After 44 years, the Alumni Association's Heritage Award gets a facelift

The old casting masters for bronze busts of Johns Hopkins were riddled with imperfections that would have made sculptor Hans Schuler cringe. The eye sockets had worn into dark holes, and the face, head, and neck were speckled with pockmarks.

Illustrated statuette

Image credit: Jackie Ferrentino

The time had come for a new mold to cast the "Bronze Johns" busts of founder Johns Hopkins handed out since 1973 as the Alumni Association Heritage Award. The awards honor graduates and friends of the university who have been of great service to the school and the Alumni Association for many years. And after 44 years, the working master—the statuette used to create the mold—"needed a facelift," says Nathaniel Leon, senior manufacturing engineer at the Whiting School of Engineering and a designer on the project. "It's sort of like making Xerox copies," he explains. "Each generation of copies loses detail and sharpness, and there's always damage [to the master] along the way."

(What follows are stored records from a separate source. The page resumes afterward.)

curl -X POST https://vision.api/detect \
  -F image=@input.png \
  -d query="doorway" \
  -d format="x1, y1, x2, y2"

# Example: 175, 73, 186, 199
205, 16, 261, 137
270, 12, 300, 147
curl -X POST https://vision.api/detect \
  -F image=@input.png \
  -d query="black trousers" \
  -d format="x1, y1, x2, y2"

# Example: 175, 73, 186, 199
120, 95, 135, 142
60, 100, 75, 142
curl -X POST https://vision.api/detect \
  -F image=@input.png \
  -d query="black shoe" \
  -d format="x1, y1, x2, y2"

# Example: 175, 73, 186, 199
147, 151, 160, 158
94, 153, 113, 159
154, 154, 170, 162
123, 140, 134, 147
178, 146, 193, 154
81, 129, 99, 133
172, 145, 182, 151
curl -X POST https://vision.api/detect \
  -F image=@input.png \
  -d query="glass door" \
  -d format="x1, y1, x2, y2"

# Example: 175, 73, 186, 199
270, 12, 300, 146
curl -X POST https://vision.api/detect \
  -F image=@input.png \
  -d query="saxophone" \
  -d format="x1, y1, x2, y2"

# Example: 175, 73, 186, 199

To create the new generation of mounted busts—standing 8 inches tall and 4.5 inches wide—the Alumni Association turned to a team that included in-house design engineers, 3-D imaging experts, and a medical artist. Owings Mills engineering company Direct Dimensions first scanned several of the old busts and made repairs to the model and then created a digital model of the repaired Mr. Hopkins' iconic head. That rendering was used to 3-D print a master statuette, from which a blemish-free mold was created to cast new busts in acrylic.

Video credit: LEN TURNER AND DAVE SCHMELICK

Juan R. Garcia, an associate professor in the Department of Art as Applied to Medicine and director of the Carnegie Center for Surgical Innovation's 3-D Printing & Visualization Facility, says it took five hours to 3-D print Hopkins' head, layer by layer, using the Carnegie Center's equipment. Each layer was 0.016 millimeters. The new master bust was then sent to Creative Castings on the Eastern Shore, where a mold was formed and the new award statuettes were made. With their bases made of wood from a felled cherry tree where the Mattin Center now stands, the awards became even more "wholly Hopkins."

Leon says the new master is of the same quality as the original design made by Schuler (1874–1951), the famed sculptor who produced the bronze-and-marble monument to Johns Hopkins installed in 1935 at the Charles Street entrance to Homewood campus. For future awards, new masters can be produced as required using the digital blueprints of the master, Leon says.

With the Bronze Johns revitalized—the acrylic busts are painted with a bronze patina true enough to fool the naked eye—Garcia is back to his regular gig, where the stakes are somewhat higher: using 3-D imaging and printing to make anatomical models of patients' physical problems to help surgeons prepare for complex procedures.